Carbon capture and sequestration is the process of capturing waste CO2 from large sources, such as power plants, before depositing it underground to prevent it from entering the atmosphere.

At one of the Middle East’s largest CO2 capture and storage demonstration projects, we’re capturing CO2, injecting it in our reservoirs, and testing the feasibility of enhancing oil recovery in the process. 

Today, we have the capability to capture and process 45 million standard cubic feet of CO2 at our NGL plant in Hawiyah. The captured CO2 can be piped 85 kilometers and injected into the Uthmaniyah oil reservoir, sequestering CO2 while also helping to maintain pressure in the reservoir and to recover more oil.

This pioneering work in carbon capture and sequestration is just one element of our Corporate Carbon Management Technology Roadmap, guided by our Advanced Research Center of our Exploration and Petroleum Engineering Center (EXPEC ARC) in Dhahran, Saudi Arabia.

Capturing carbon at Hawiyah.

Building a CCUS hub in Jubail

We are working with our partners SLB and Linde to build one of the world’s largest CCUS hubs in the Jubail industrial zone in the eastern province of Saudi Arabia. The concept of a CCUS hub is that industrial emitters share the CO2 transport and storage infrastructure, reducing risks and cost while leveraging economies of scale.

The Jubail CCUS hub will capture up to 9 million metric tons of CO2 per year starting in 2027. Aramco’s share is due to be 6 million metric tons per year and the remaining 3 million metric tons will be from neighboring industrial emitters.

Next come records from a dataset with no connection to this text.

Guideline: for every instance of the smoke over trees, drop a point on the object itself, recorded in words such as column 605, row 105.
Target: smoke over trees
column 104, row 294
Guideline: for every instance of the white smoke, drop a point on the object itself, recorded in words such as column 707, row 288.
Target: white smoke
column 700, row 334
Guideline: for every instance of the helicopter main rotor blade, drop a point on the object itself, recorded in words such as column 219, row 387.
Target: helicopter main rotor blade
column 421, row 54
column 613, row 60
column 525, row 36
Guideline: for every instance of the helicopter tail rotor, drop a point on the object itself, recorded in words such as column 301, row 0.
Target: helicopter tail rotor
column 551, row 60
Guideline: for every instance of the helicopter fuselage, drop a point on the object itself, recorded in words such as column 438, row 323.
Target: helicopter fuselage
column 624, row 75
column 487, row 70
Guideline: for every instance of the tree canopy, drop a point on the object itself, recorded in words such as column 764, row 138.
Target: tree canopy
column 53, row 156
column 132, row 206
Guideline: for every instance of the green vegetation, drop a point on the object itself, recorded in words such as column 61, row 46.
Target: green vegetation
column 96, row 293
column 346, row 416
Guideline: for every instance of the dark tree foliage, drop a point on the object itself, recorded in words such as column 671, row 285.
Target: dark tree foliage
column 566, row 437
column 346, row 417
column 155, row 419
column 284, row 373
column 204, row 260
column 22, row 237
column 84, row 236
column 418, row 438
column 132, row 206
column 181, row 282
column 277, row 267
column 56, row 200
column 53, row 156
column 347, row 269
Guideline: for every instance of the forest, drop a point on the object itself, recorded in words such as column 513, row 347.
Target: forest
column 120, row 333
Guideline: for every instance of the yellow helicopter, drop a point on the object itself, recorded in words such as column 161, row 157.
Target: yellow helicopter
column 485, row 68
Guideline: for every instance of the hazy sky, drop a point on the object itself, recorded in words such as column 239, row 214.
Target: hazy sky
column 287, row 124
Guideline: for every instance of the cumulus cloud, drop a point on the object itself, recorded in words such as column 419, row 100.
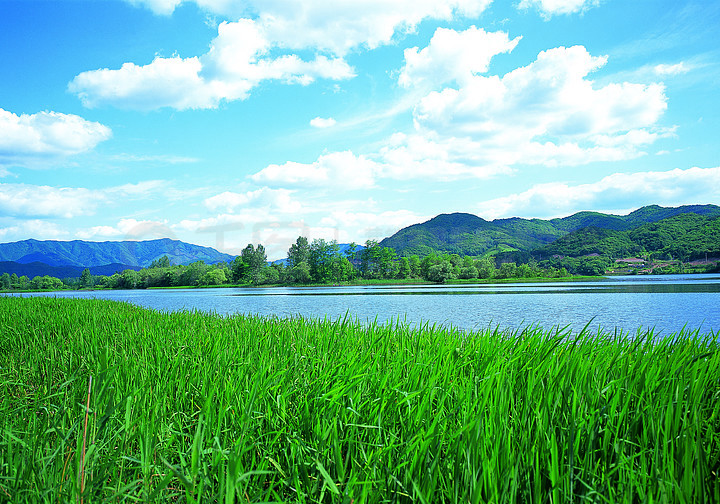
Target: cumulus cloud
column 27, row 200
column 248, row 51
column 339, row 170
column 238, row 60
column 616, row 191
column 547, row 112
column 670, row 70
column 43, row 201
column 128, row 229
column 453, row 55
column 280, row 200
column 13, row 230
column 47, row 134
column 549, row 8
column 336, row 27
column 322, row 122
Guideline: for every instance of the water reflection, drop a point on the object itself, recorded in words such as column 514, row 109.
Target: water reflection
column 665, row 303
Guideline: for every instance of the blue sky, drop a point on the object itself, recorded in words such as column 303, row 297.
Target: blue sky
column 222, row 122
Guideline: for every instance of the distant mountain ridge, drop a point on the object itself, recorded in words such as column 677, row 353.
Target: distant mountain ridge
column 86, row 254
column 467, row 234
column 37, row 268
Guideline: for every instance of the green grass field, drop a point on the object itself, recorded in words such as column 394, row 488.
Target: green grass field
column 192, row 407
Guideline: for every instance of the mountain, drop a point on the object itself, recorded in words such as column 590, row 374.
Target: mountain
column 85, row 254
column 467, row 234
column 33, row 269
column 686, row 236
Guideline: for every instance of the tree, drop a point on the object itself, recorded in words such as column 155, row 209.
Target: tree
column 298, row 252
column 162, row 262
column 321, row 256
column 255, row 258
column 86, row 279
column 214, row 276
column 129, row 279
column 441, row 272
column 240, row 269
column 300, row 273
column 404, row 268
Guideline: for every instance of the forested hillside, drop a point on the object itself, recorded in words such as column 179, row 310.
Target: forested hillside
column 466, row 234
column 684, row 237
column 86, row 254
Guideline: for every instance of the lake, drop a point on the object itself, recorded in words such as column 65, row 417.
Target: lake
column 666, row 303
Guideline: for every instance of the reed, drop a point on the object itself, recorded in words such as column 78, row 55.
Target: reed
column 196, row 407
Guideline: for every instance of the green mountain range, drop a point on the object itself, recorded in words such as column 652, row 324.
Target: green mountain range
column 86, row 254
column 580, row 234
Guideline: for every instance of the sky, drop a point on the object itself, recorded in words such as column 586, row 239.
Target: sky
column 223, row 122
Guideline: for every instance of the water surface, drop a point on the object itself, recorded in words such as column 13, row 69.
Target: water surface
column 666, row 303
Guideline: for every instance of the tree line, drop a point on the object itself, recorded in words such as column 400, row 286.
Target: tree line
column 307, row 263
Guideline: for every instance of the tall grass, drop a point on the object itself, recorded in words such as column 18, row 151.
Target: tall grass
column 193, row 407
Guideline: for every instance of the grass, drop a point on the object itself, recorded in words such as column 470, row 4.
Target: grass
column 107, row 402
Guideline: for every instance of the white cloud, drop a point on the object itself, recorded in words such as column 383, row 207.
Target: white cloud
column 336, row 27
column 128, row 229
column 343, row 25
column 339, row 170
column 549, row 8
column 42, row 201
column 14, row 230
column 238, row 60
column 616, row 191
column 547, row 112
column 321, row 122
column 249, row 51
column 670, row 70
column 453, row 55
column 47, row 134
column 280, row 200
column 27, row 200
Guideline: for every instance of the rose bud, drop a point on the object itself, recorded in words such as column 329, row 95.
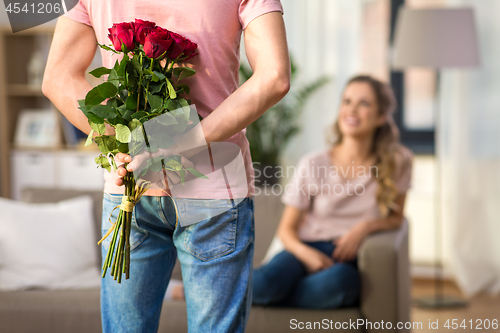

Aramco test vehicle in front of Research and Development facilities
Game-changing transport technologies

Contributing to technological change in transport

Aramco is working with a number of partners to develop Mobile Carbon Capture and storage technologies for cars and trucks. Today, the latest variant of the technology can capture and store up to 40% of the CO2 in their exhaust emissions on-board, before unloading the gas at fuel stations for sequestration or recycling into other forms of material or energy.

Our efforts to help reduce COemissions in the automotive sector are further evidenced by the work of our global research network. For example, we are also advancing automotive technologies that, in combination with innovative new fuels, can reduce emissions and improve efficiency for light-duty vehicles, while maintaining performance.

While others view CO2 and other GHG emissions as waste products, they can be useful materials to create potential additional value streams, such as manufacturing feedstock.

Harnessing nature’s power

Nature-based solutions also play an important role in removing carbon as part of the Circular Carbon Economy (CCE) – the framework promoted by the Kingdom and endorsed by the energy ministers of G20 member states during Saudi Arabia’s presidency of the G20.

In line with CCE principles, Aramco’s initiative to plant and restore millions of mangrove trees inside and outside the Kingdom aims to absorb carbon and enhance biodiversity, while also prioritizing water conservation, treatment, and reuse.

Mangrove trees can act as an effective, natural carbon sink. Our mangrove plantation initiative to restore lost mangrove habitats in the Kingdom’s coastal areas is a voluntary sustainability community initiative, designed to protect the natural habitats and ecosystems.

In addition to our mangrove initiative, Aramco is working on other nature-based solutions such as developing algae ponds and photo bioreactors that are expected to reduce thousands of tons of CO2 emissions from across our operations.

As a founding member of the Oil & Gas Climate Initiative (OGCI), we work with many of the world’s leading energy companies to find practical solutions to climate change. One of OGCI’s top priorities is injecting momentum into a commercially viable global CCUS industry, using our collective expertise to support shared infrastructure and operations, and implement CCUS at a lower cost. In 2021, with the support of our OGCI partners, we spearheaded an OGCI report, ‘CCUS deployment challenges and opportunities for the GCC’ to bring focus on the value of CCUS for Gulf states. We have collaborated with our OGCI partners to develop the OGCI CCUS Hub – an online hub platform featuring an interactive map tool to identify 279 potential CCUS hubs in 56 countries.